Impact of COVID-19 on the UK & EU Automotive Industry

The automotive industry contributes significantly to the economy in Europe, which generated around €675bn in revenue 2019. The EU itself is home to one of the largest manufacturers of motor vehicles globally, where it additionally acts as the largest investor in automotive R&D. To further strengthen the competitiveness and global leadership of the EU automotive industry, the European Commission strongly supports global technological harmonisation, in addition to proving over €14.44 billion in R&D funding in 2019.

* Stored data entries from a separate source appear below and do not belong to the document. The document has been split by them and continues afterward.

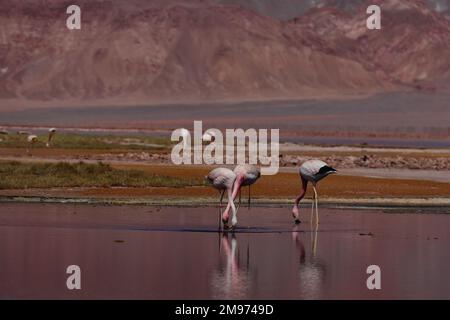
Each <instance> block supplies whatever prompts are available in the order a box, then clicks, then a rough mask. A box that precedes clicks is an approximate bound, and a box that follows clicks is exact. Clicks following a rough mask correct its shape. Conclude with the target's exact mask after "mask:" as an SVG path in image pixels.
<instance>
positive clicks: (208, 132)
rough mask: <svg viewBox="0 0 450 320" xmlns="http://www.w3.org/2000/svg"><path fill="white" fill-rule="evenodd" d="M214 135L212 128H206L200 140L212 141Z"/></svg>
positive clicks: (208, 141)
mask: <svg viewBox="0 0 450 320" xmlns="http://www.w3.org/2000/svg"><path fill="white" fill-rule="evenodd" d="M215 137H216V135H215V134H214V132H213V131H212V130H206V132H205V133H204V134H203V136H202V140H203V141H205V142H212V141H214V139H215Z"/></svg>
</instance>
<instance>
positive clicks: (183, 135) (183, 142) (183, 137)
mask: <svg viewBox="0 0 450 320" xmlns="http://www.w3.org/2000/svg"><path fill="white" fill-rule="evenodd" d="M180 135H181V137H182V138H183V148H184V149H186V148H187V146H188V142H187V140H188V139H189V141H190V139H191V133H190V132H189V130H188V129H185V128H182V129H180Z"/></svg>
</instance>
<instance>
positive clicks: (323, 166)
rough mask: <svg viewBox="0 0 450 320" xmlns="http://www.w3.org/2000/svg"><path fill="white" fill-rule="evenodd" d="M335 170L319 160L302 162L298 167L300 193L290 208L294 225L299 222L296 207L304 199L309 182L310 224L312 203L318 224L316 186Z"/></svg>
mask: <svg viewBox="0 0 450 320" xmlns="http://www.w3.org/2000/svg"><path fill="white" fill-rule="evenodd" d="M336 172H337V170H336V169H333V168H332V167H330V166H329V165H328V164H326V163H325V162H323V161H321V160H309V161H306V162H304V163H303V164H302V165H301V166H300V170H299V173H300V178H301V180H302V191H301V192H300V194H299V196H298V197H297V198H296V199H295V204H294V207H293V208H292V215H293V217H294V222H295V224H300V223H301V221H300V219H299V217H298V216H299V211H298V206H299V203H300V201H301V200H302V199H303V198H304V197H305V194H306V188H307V186H308V182H311V183H312V185H313V189H314V198H313V203H312V211H311V223H312V215H313V211H314V203H315V205H316V224H317V225H318V224H319V210H318V207H317V204H318V197H317V190H316V185H317V183H318V182H319V181H320V180H322V179H323V178H325V177H327V176H329V175H330V174H333V173H336Z"/></svg>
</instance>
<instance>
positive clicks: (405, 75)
mask: <svg viewBox="0 0 450 320" xmlns="http://www.w3.org/2000/svg"><path fill="white" fill-rule="evenodd" d="M371 3H373V4H378V5H380V6H381V7H382V30H380V31H375V32H367V29H366V25H365V20H364V17H365V13H364V12H361V10H359V11H360V13H359V14H356V15H348V14H345V13H343V12H341V11H337V10H335V9H331V8H327V7H324V8H321V9H316V10H311V11H309V12H308V13H306V14H304V15H302V16H300V17H299V18H297V19H295V20H294V21H292V22H291V24H292V28H297V34H298V35H299V36H300V37H301V36H303V35H304V34H305V33H307V34H309V35H311V39H314V40H312V41H311V42H309V43H308V45H310V46H311V47H313V48H315V49H316V50H321V51H323V52H328V53H330V54H333V55H336V56H339V57H343V58H346V59H351V60H354V61H358V62H359V63H361V64H362V65H364V67H365V69H366V70H371V71H373V72H375V73H378V74H383V75H385V76H387V77H388V78H389V79H390V80H391V82H393V83H399V84H405V85H410V86H414V87H416V88H417V89H432V90H435V89H437V88H439V87H441V86H442V82H445V81H446V79H448V78H449V76H450V58H449V57H450V22H449V21H448V20H447V19H445V18H443V16H442V15H441V14H439V13H437V12H435V11H433V10H431V9H430V8H429V7H428V6H427V5H425V3H424V2H423V1H420V0H383V1H381V0H373V1H371ZM292 28H291V26H289V27H288V29H289V30H292Z"/></svg>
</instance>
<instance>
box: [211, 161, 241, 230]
mask: <svg viewBox="0 0 450 320" xmlns="http://www.w3.org/2000/svg"><path fill="white" fill-rule="evenodd" d="M205 179H206V181H208V182H209V183H210V184H211V185H212V186H213V187H214V188H215V189H217V190H219V192H221V191H227V192H228V205H227V207H226V208H225V210H224V212H223V214H222V222H223V223H224V225H228V220H229V217H230V214H229V212H230V209H231V210H232V214H233V217H232V220H231V224H232V227H234V226H236V224H237V210H236V206H235V205H234V201H233V186H234V182H235V181H236V174H235V173H234V172H233V171H232V170H230V169H227V168H217V169H214V170H212V171H211V172H210V173H209V174H208V175H207V176H206V177H205ZM219 223H220V221H219ZM219 228H220V226H219Z"/></svg>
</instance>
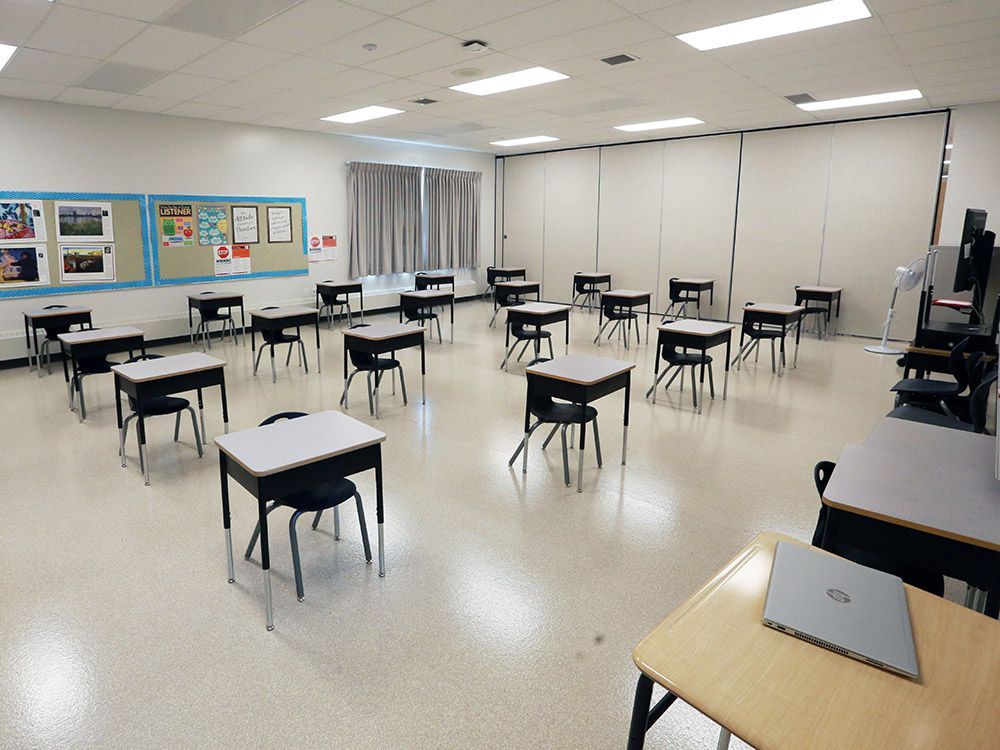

Prior to the COVID-19 pandemic in 2020, the EU automotive industry was one of the largest employment sectors, employing over 2.6m people and representing almost 8.5% of all EU manufacturing jobs. The EU automotive industry alone accounted for 2.6% of the entire EU value-added in 2019. Since the onset of the first wave of the COVID-19 pandemic in early 2020, the automotive industry was, and still is, one of the hardest hit. In the first half of 2021, the EU automotive industry suffered production losses of 3.6m motor vehicles, accumulating for an overall loss of over €100bn. By the end of September 2020, this number increased to over 4 million motor vehicles, which represents over 22.3% of the EUs total automotive production in 2020. In addition, the demand for cars in the EU decreased by 28.8%, compared to 2019, but the second half of 2020.

Whilst the industry is still recovering in many aspects, the sales of motor vehicles is predicted to increase rise by around 10% by the end of 2021. At an operational level however, the COVID-19 pandemic has accelerated developments in the automotive industry that have been ongoing for several years across Europe. 2020 saw sales of electric vehicles increased by a huge 43% in 2020. In addition, the growth of online traffic in the sector, in addition to the increased support of original equipment manufacturers (OEMs) to cooperate with business and strategic partners. The COVID-19 pandemic has also largely driven an organisational shift in the automotive industry in the UK & Europe, most significantly in the incorporation of new technologies into operations. 2020 has seen a rapid increase in the utilisation of digital channels, application of artificial intelligence in manufacturing, including for the optimisation of assay deployment, and introducing zero-based budgeting. These trends are strongly predicted to continue as the automotive industry moves further from the after-effects of the 2020 pandemic.